Scale

Quickstart

This document covers the steps required to get Scale up and running quickly using DC/OS as the underlying cluster OS and packaging system. If you already have a DC/OS cluster, you can go straight to step 2.

Step 1

First, you need to setup a DC/OS cluster. This can be accomplished locally, on-premise or in a cloud deployment. We recommend using a cloud deployment as these will be the quickest and most flexible for scaling up to test experimental workloads.

Complete installation instructions for your chosen deployment can be found here.

Step 2

Install pre-requisite packages. Scale requires Elasticsearch to be available, with Marathon-LB being optional for external Scale API exposure. Elasticsearch is not required to be running internal to the DC/OS cluster, but this is the simplest way to get up and running.

Browse to the DC/OS Admin UI. From the left navigation, select Universe. Search for Elasticsearch, click Install and Install Package to install with defaults. Search for and install Marathon-LB, as well, if public Scale API exposure is desired. Once these installs have been launched, use the left navigation to select Services. Wait for Elasticsearch to deploy and scale to 4 running tasks before proceeding to the next step.

Step 3

Install the Scale package. The Scale package will install all required components, save for external dependency on Elasticsearch. This default is not recommended for a production deployment, but will get you up and running quickly to experiment with the Scale system. The primary recommendation is to use an externally managed Postgres database for Scale state persistence. This can be accomplished by specifying the database connection information during installation. A user name with ownership to an existing database containing the PostGIS extension is the only requirement.
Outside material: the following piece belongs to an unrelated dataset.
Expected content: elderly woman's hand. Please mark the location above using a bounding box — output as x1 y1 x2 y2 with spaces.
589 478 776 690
Browse to the DC/OS Admin UI. From the left navigation, select Universe. Search for Scale, click Install and Install Package to install with defaults. If wishing to customize the virtual host for public exposure, Elasticsearch being used or the database host, select the Advanced Installation link instead of Install Package.
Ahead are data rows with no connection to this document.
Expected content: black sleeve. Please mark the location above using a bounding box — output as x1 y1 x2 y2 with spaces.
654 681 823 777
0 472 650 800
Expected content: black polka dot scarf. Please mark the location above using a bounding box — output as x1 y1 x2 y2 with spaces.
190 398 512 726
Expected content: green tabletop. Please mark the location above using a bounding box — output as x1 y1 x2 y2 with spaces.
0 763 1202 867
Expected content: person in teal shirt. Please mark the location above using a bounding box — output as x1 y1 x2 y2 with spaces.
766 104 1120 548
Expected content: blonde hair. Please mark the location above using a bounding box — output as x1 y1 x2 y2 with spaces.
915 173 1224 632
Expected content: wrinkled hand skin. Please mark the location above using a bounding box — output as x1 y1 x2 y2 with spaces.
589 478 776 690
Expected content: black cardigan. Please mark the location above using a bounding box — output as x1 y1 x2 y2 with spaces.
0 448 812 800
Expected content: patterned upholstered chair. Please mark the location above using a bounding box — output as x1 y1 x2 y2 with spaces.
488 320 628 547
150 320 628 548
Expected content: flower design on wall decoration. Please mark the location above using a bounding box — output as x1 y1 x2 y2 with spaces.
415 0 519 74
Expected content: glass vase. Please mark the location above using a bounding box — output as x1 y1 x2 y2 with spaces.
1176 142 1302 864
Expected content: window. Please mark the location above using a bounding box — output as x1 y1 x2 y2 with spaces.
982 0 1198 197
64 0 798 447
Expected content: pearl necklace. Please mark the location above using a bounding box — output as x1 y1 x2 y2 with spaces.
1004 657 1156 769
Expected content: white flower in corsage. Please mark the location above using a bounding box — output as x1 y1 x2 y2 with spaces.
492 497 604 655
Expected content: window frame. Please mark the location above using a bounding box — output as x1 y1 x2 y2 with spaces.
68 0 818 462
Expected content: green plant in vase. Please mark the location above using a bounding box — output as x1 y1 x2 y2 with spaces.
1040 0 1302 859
It will take a few minutes for the deployment to finish. Check the Services pane of the DC/OS Admin UI for a status display. When complete, you'll see scale, scale-fluentd and scale-webserver tasks in healthy states.
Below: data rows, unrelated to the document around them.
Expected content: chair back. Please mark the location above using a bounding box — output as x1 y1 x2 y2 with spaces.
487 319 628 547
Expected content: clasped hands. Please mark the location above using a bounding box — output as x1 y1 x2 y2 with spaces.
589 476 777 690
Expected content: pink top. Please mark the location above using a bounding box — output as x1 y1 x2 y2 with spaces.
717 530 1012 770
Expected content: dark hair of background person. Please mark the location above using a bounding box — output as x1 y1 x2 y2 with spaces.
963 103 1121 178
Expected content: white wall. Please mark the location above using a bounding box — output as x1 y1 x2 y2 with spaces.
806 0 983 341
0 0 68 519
NOTE: the following dcos-admin string must be replaced with the address of your DC/OS Admin UI.

The Scale UI can be found at http://dcos-admin/service/scale/.

Step 4

Create example job and process sample data. The Scale system is designed to allow processing on any type of data stored as discrete objects - this can be either files from network volumes or object storage, such as AWS S3. Scale is primarily focused on processing of data in a monitoring mode as it arrives. Reference Scale architecture and algorithm integration documentation for an in-depth overview of these topics.

Step 4.1

The provided example is specific to AWS Simple Storage Service (S3) processing and for brevity uses the AWS CLI to configure needed AWS resources. This does not require Scale to be running within AWS, merely that you provide Scale the credentials to access. NOTE: In a production AWS environment, IAM roles applied to instances are strongly preferred over use of Access Keys associated with IAM users. At present, Scale provides no protection for AWS Secret Keys, so any public access to the UI / API will reveal the API keys.

Install / Configure AWS CLI. The AWS CLI will allow us to quickly deploy the supporting AWS resources in a consistent fashion. You will require an existing AWS account with an IAM user to use from your local machine. Complete documentation on this set up can be found here for your platform of choice.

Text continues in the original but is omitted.